KOHEN’S FIGHT: Cornwall boy, just two, battles tough odds against rare cancer

KOHEN’S FIGHT: Cornwall boy, just two, battles tough odds against rare cancer
Jessie McDonald and her children Kohen and Avery show off a sign made following a successful fundraiser last weekend.

CORNWALL, Ontario – Little Kohen Paschek may be saddled with an incurable form of cancer – but the way he bombs around his west-end Cornwall home it sure looks like he is going to enjoy every minute of life.

Kohen has endured more in his two years than most adults contend with in a lifetime, having been diagnosed just last spring with an aggressive form of cancer that has attacked his brain and spinal column.

His parents Jessie McDonald and Karl Paschek have fought tooth and nail for their son, lobbying doctors to consider treatment for Kohen when the initial diagnosis was incredibly dire.

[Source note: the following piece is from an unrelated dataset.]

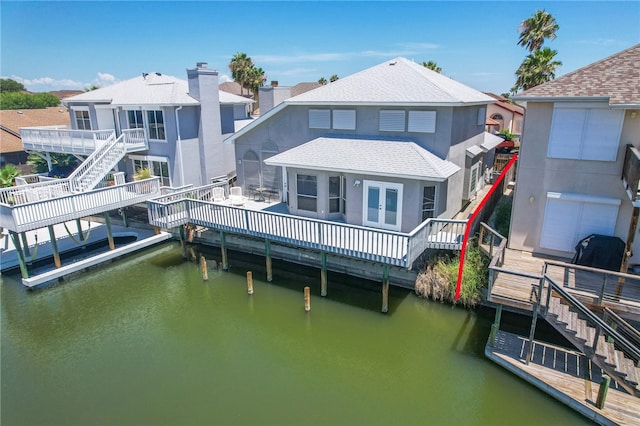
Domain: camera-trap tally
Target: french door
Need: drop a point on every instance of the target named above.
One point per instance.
(382, 205)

“They told us to prepare ourselves to begin to plan our son’s funeral,” said McDonald, stopping to stifle tears that are just below the surface. “But we said no.”

Karl quickly jumped on his phone and began Googling top neurosurgeons in Canada and as it turns out doctors at the Toronto Hospital for Sick Children were able to remove 90 per cent of a massive tumour that had taken up some 35 per cent of Kohen’s tiny skull.

The good news is that in combination with treatments like stem cell replacement and in spite of the initial prognosis of a quick passing, doctors say there is no evidence of disease in Kohen.

The bad news is the type of cancer he has, which includes what is known as a primitive neuroectodermal tumour, has a 98 per cent chance of returning within three to five years.

And treatment options have been all but used up.

“I wake up every morning, looking for something,” said Jessie, who examines her son’s eyes, vision and gate to see if he is exhibiting symptoms associated with a reoccurrence of brain cancer. “We live in utter fear waiting for something to come.”

The family highlighted their story at the recent Candlelighters gala in Cornwall, where McDonald shared the family’s odyssey publicly for the first time.

After hiding the diagnosis, in large part, from family and friends McDonald is now going public because she wants to share the plight of families grappling with a terminal illness – and fundraising efforts are taking place to add to the research being done on children like Kohen.

Because of the small number of cases involving young children like Kohen with the aggressive cancer he has, treatment options aren’t as varied as they might be for other children suffering with leukemia, as an example.

“I can’t believe we came that close to losing our son,” she said. “My son was treated with 1992 science. Many of these kids are a write-off.”

Indeed the type of cancer the family is battling is present in just a handful of cases of patients younger than 25 – and almost never for a child as young as Kohen.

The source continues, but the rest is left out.